Rather than actually answer that
question, I gave him a long list of my
opinions about arrays, how I use
arrays, how we expect arrays to be
used in the future, and so on. This
gets a bit long, but like Pascal, I
didn't have time to make it shorter.
Let me start by saying when you
definitely should not use arrays, and
then wax more philosophical about the
future of modern programming and the
role of the array in the coming world.
For property collections that are indexed (and the indices have necessary semantic meaning), you should use ReadOnlyCollection<T> (read only) or IList<T> (read/write). It's the most flexible and expressive. For non-indexed collections, use IEnumerable<T> (read only) or ICollection<T> (read/write).
Method parameters should use IEnumerable<T> unless they 1) need to add/remove items to the collection (ICollection<T>) or 2) require indexes for necesary semantic purposes (IList<T>). If the method can benefit from indexing availability (such as a sorting routine), it can always use as IList<T> or .ToList() when that fails in the implementation.
I think about this in terms of writing the most useful code possible: code that can do more.
Put in those terms, it means I like to accept the weakest interface possible as method arguments, because that makes my code useful from more places. In this case, that's an IEnumerable<T>. Have an array? You can call my method. Have a List? You can call my method. Have an iterator block? You get the idea.
It also means I like my methods to return the strongest interface that is convenient, so that code that relies on the method can easily do more. In this case, that would be IList<T>. Note that this doesn't mean I will construct a list just so I can return it. It just means that if I already have some that implements IList<T>, I may as well use it.
Note that I'm a little unconventional with regards to return types. A more typical approach is to also return weaker types from methods to avoid locking yourself into a specific implementation.

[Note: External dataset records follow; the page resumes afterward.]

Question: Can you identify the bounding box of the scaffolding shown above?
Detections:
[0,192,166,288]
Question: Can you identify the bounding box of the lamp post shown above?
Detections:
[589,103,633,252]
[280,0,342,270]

I would prefer IEnumerable as it is the most highlevel of the interfaces giving the end user the opportunity to re-cast as he wishes. Even though this may provide the user with minimum functionality to begin with (basically only enumeration) it would still be enough to cover virtually any need, especially with the extension methods, ToArray(), ToList() etc.
IEnumerable<T> is very useful for lazy-evaluated iteration, especially in scenarios that use method chaining.
But as a return type for a typical data access tier, a Count property is often useful, and I would prefer to return an ICollection<T> with a Count property or possibly IList<T> if I think typical consumers will want to use an indexer.
This is also an indication to the caller that the collection has actually been materialized. And thus the caller can iterate through the returned collection without getting exceptions from the data access tier. This can be important. For example, a service may generate a stream (e.g. SOAP) from the returned collection. It can be awkward if an exception is thrown from the data access layer while generating the stream due to lazy-evaluated iteration, as the output stream is already partially written when the exception is thrown.
Since the Linq extension methods were added to IEnumerable<T>, I've found that my use of the other interfaces has declined considerably; probably around 80%. I used to use List<T> religiously as it had methods that accepted delegates for lazy evaluation like Find, FindAll, ForEach and the like. Since that's available through System.Linq's extensions, I've replaced all those references with IEnumerable<T> references.
I wouldn't go with array, its a type that allows modification yet doesn't have add/remove... kind of like the worst of the pack. If I want to allow modifications, then I would use a type that supports add/remove.
When you want to prevent modifications, you are already wrapping it/copying it, so I don't see what's wrong with a an IEnumerable or a ReadOnlyCollection. I would go with the later ... something I don't like about IEnumerable is that its lazy by nature, yet when you are using with pre-loaded data only to wrap it, calling code that works with it tends to assume pre-loaded data or have extra "unnecessary" lines :( ... that can get ugly results during change.